Throughout 2017, I also experimented a bit with some services from The Hoth to attempt to increase the visibility of some of my guest posts. They offer a “boost” service called the Hoth Boost for second-tier backlinks and secondary properties. The concept is that guest post backlinks to your site may have high Moz Domain Authority (DA), but they typically have low Moz Page Authority (PA). So these “boosts” are advertised as “small” (“50 Posts on High DA Sites”) or “large” (“250 High DA Posts”) which link to your guest post backlinks. In other words, these are links for your links.

The Hoth says the boost links are from “high DA” pages, but interestingly-enough they make you affirm prior to placing your order that you are pointing them to second-tier or secondary-properties and not directing them at your “money site” (your main website). This is a bit strange because– if links are good and these specific links are good– why wouldn’t you want them pointing directly at your site?

The Hoth Boost

My Experiment with Hoth Boost

I use both Moz and Ahrefs for tracking SEO work. But I actually tend to use Ahrefs more. Ahrefs picks up many backlinks that Moz misses. Also, Ahrefs is much faster to discover links.

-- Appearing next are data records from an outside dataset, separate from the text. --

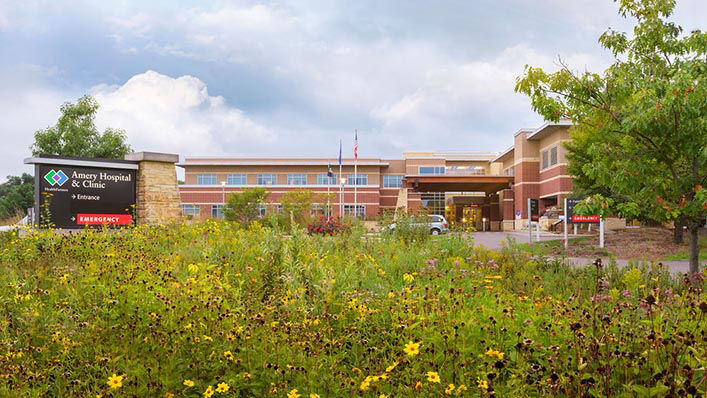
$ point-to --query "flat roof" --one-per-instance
(333, 164)
(546, 128)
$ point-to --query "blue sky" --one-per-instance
(291, 78)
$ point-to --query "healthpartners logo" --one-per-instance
(56, 178)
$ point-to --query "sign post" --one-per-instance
(74, 193)
(595, 218)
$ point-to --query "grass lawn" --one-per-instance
(654, 244)
(685, 255)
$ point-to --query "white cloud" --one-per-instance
(161, 113)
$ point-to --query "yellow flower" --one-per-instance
(433, 377)
(496, 354)
(482, 384)
(412, 348)
(222, 387)
(115, 381)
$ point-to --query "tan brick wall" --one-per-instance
(157, 193)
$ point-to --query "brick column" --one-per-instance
(158, 198)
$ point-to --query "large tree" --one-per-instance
(75, 134)
(642, 122)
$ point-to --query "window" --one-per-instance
(217, 211)
(392, 181)
(323, 179)
(267, 179)
(206, 179)
(433, 202)
(355, 210)
(553, 156)
(361, 179)
(549, 158)
(236, 179)
(296, 179)
(191, 210)
(434, 170)
(544, 164)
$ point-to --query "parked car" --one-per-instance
(436, 224)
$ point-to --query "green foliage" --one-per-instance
(242, 207)
(216, 303)
(75, 134)
(16, 195)
(640, 135)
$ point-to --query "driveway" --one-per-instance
(493, 240)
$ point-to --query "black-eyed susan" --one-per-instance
(222, 387)
(412, 349)
(115, 381)
(433, 377)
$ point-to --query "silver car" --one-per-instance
(436, 223)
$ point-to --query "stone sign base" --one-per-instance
(158, 199)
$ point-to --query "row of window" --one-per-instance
(548, 158)
(217, 210)
(292, 179)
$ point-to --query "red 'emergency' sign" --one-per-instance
(99, 219)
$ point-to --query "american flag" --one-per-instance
(356, 146)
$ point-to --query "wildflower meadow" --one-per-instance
(217, 310)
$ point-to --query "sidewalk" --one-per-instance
(675, 267)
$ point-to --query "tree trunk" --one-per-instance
(677, 231)
(694, 228)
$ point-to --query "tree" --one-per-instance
(300, 203)
(75, 134)
(642, 122)
(242, 207)
(16, 195)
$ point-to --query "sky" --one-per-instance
(292, 78)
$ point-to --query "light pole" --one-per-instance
(223, 195)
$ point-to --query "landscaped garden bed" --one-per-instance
(214, 309)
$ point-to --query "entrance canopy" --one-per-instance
(455, 183)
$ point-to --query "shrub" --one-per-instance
(325, 226)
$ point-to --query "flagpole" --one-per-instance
(341, 189)
(356, 176)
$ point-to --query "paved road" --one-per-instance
(493, 240)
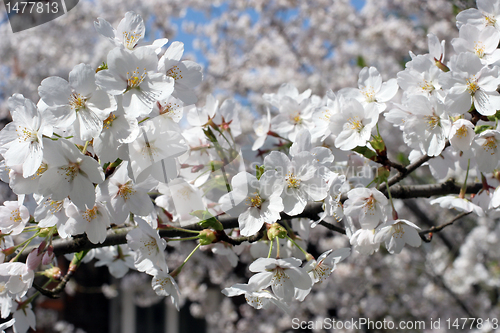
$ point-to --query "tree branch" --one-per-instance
(441, 227)
(312, 211)
(409, 169)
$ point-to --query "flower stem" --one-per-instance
(85, 147)
(179, 269)
(463, 190)
(26, 243)
(181, 239)
(270, 249)
(394, 213)
(181, 229)
(277, 248)
(297, 245)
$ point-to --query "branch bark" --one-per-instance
(312, 211)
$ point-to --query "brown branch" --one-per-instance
(409, 169)
(312, 211)
(441, 227)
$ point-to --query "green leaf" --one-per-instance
(369, 154)
(482, 128)
(259, 171)
(208, 220)
(360, 61)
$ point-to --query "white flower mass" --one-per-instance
(313, 184)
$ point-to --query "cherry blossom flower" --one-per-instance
(77, 102)
(462, 134)
(21, 140)
(293, 117)
(123, 196)
(301, 178)
(134, 75)
(371, 90)
(255, 202)
(486, 147)
(7, 324)
(148, 246)
(483, 43)
(119, 259)
(13, 217)
(283, 275)
(458, 203)
(319, 270)
(70, 173)
(261, 128)
(428, 125)
(486, 14)
(129, 33)
(397, 233)
(91, 221)
(352, 127)
(187, 74)
(155, 147)
(368, 205)
(24, 319)
(421, 78)
(258, 299)
(19, 278)
(363, 241)
(471, 82)
(286, 90)
(164, 285)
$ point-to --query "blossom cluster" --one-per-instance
(124, 146)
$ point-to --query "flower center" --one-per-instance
(150, 245)
(490, 20)
(175, 73)
(398, 230)
(70, 171)
(135, 79)
(15, 216)
(490, 145)
(55, 206)
(26, 135)
(369, 93)
(297, 120)
(355, 124)
(427, 86)
(462, 132)
(130, 39)
(432, 121)
(292, 180)
(321, 271)
(479, 49)
(255, 201)
(125, 191)
(108, 122)
(91, 214)
(472, 85)
(77, 101)
(370, 204)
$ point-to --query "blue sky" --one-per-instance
(201, 18)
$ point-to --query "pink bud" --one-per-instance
(48, 256)
(33, 260)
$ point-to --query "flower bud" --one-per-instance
(207, 236)
(34, 259)
(276, 230)
(48, 256)
(53, 273)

My first boost order was for a small boost (50 links) pointed at one site. Months later, I placed orders for two small additional Hoth boosts and pointed them at two different secondary properties (50 links per site). I also had one other secondary-property function as a control group. I didn’t do any SEO or backlink work to this site at all.

Using Ahrefs, I then tracked the progress of these four secondary properties for any changes in Domain Ranking (DR) or URL Ranking (UR) over several months.

Here were my observations:

  • There was an increase in UR for all three secondary properties that were boosted. The increase averaged 16 points, but was temporary. See below.
  • There was actually a decrease in DR for all three secondary properties that were boosted. The decrease averaged 1 point.
  • Any increase in UR that was measured, was substantially lost within months. The net increase in UR over time was only 2 points. I believe this is due to many of the boost links (which are relatively low-quality) being deleted.
  • The control group did not show any increase or decrease in DR or UR.
  • There was no appreciable or detectable increase in traffic or organic SERP position for the boosted properties.

What’s the Verdict on the Hoth Boost?

Well, the Hoth advertises the boost as being able to “Double The Value Of Your Links.” This claim is questionable. The example they cite is for a page that went from a Moz Page Authority (PA) score of 16 to 48. Now, while Ahrefs and Moz use different ranking scales, I still did not see anything like this advertised increase. There was an almost statistically insignificant rise in UR, but an actual slight decrease in DR over time. The benefit of the short-term “boost,” is lost within about six months.

For the money, the boost packages certainly look tempting. But based on the results I measured, it’s difficult to argue that they are effective in raising the value of any guest posts.